Keep in mind as you read this post, I hardly considered documenting this process as I started. Thinking that someone reading this could benefit from my experience, I tried my best to remember everything I could.
I've always used Windows. There really was no reason. It's just that the computers I've owned came with it and it's what I knew how to use the most. My knowledge with Linux was so small it was negligible. I only knew that it was open source and there were many different kinds to choose from (known as "distributions" or "distros").
So, why the interest now? Well, I was looking into Docker and came to the quick realization that I couldn't use it on Windows 10 Home, which I had 😞. It got me to thinking what other restrictions did I have using a propriety OS? What was Linux all about? It seems Docker works on it just fine. How easy is it to get my hands on the OS for a newbie like me? This post documents my first time experimenting with Linux.
I knew I didn't want to test Linux on my current working computer. It was going to be used in my new job soon and I did not want to mess around with it.
While researching Linux on YouTube, I came across one of Chris Titus's videos on installing Linux on an old laptop. I was intrigued. I still had my very first laptop collecting dust in a shelf and thought it could be of some use. The computer was a 32-bit running Windows Vista with 2 GB of RAM available.
After opening it up and making sure that there was nothing needed to back-up on it. I decided to follow Chris's video and install lubuntu.
My first task was to download the ISO file on the lubuntu website.
I chose to download lubuntu Desktop 32-bit.
lubuntu downloads page
Okay, so what is an ISO file?
An ISO file, often called an ISO image, is a single file that's a perfect representation of an entire CD, DVD, or BD. The entire contents of a disc can be precisely duplicated in a single ISO file. Think of an ISO file like a box that holds all the parts to something that needs to be built — like a child's toy you might buy that requires assembly. The box that the toy pieces come in does you no good as an actual toy but the contents inside of it, once taken out and put together, become what you're actually wanting to use. An ISO file works in much the same way. The file itself is no good unless it can be opened, assembled, and used.
I couldn’t just use an ISO file to install lubuntu on my computer. I had to use a program with the ISO file to make a bootable usb to implement the OS. I made sure the usb was empty before the next step.
I followed these instructions for creating the bootable usb. I'm not going to reiterate the instructions here because the author did a good job and I had no trouble in following.
Once my usb was prepped for use, I needed to look into how the computer looks for the usb for a new OS to install.
I needed to access the BIOS on my computer. I never had to go into this before so I had to google how to access it (for me, it was the F2 key). The reason you need to access the BIOS is because you need to change the order of where the computer searches for the OS to load. I set the usb first in the list and made sure to save while exiting the BIOS.
I looked at the documentation on Linux Mint website to make sure I did this properly, even though I wasn't using Linux Mint, it was the same process. It seemed I needed to time it properly to access the BIOS after I restarted my computer.
If this is done right, the computer will prompt you that it detects a new OS on your usb. You need to select it and hit enter.
Here's the interesting thing, I heard that I could have 2 operating systems on my computer, but I didn't realize it was as easy as an option when installing lubuntu.

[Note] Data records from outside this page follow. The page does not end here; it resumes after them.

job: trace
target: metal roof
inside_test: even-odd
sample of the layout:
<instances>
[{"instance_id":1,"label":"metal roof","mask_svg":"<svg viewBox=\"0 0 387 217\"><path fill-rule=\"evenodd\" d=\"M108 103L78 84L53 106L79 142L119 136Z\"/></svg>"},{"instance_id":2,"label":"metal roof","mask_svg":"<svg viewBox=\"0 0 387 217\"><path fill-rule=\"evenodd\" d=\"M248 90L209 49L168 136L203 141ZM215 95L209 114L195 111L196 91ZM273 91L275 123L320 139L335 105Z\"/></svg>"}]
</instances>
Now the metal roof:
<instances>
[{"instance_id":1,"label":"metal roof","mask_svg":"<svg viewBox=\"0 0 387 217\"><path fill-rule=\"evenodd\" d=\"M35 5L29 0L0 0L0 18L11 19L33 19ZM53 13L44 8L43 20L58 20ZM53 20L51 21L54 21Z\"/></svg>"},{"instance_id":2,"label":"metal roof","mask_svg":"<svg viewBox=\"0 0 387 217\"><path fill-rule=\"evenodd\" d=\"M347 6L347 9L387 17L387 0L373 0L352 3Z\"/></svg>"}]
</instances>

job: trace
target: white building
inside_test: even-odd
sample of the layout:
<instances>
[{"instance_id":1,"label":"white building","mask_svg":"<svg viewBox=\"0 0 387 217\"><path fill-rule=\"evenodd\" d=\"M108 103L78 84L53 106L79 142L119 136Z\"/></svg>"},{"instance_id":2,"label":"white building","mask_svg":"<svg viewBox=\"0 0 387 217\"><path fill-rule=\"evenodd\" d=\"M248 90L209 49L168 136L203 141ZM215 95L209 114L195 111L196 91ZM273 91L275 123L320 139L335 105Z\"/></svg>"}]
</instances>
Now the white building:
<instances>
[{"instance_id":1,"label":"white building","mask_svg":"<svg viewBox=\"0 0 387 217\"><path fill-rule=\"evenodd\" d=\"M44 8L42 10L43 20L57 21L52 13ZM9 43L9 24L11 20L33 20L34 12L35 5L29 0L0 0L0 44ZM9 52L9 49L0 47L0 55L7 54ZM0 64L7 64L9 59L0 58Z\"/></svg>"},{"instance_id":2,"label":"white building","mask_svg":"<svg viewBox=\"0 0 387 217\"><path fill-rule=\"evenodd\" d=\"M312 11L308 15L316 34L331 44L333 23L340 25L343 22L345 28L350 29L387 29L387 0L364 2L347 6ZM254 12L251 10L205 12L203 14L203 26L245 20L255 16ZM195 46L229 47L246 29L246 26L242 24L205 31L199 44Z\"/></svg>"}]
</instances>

I was asked if I wanted to install lubuntu alongside my current OS (Windows Vista). Since I wanted to follow Chris's video, I chose a full override.
After completing the menu questions, I left the computer to do its thing.
lubuntu loading screen
I know, the images have a huge glare. But there's not much I can do about that.
Once it finished, the lubuntu desktop was showing and I was all done! 😄
A few things to note when I went through this installation:
Select distro options on computer start
So this began with my frustration with Docker on Windows, and ended with me having successfully installed Linux for the first time on a forgotten computer. Considering my interest in Linux was always this is something I'll eventually look into, I'm glad I finally got around to it.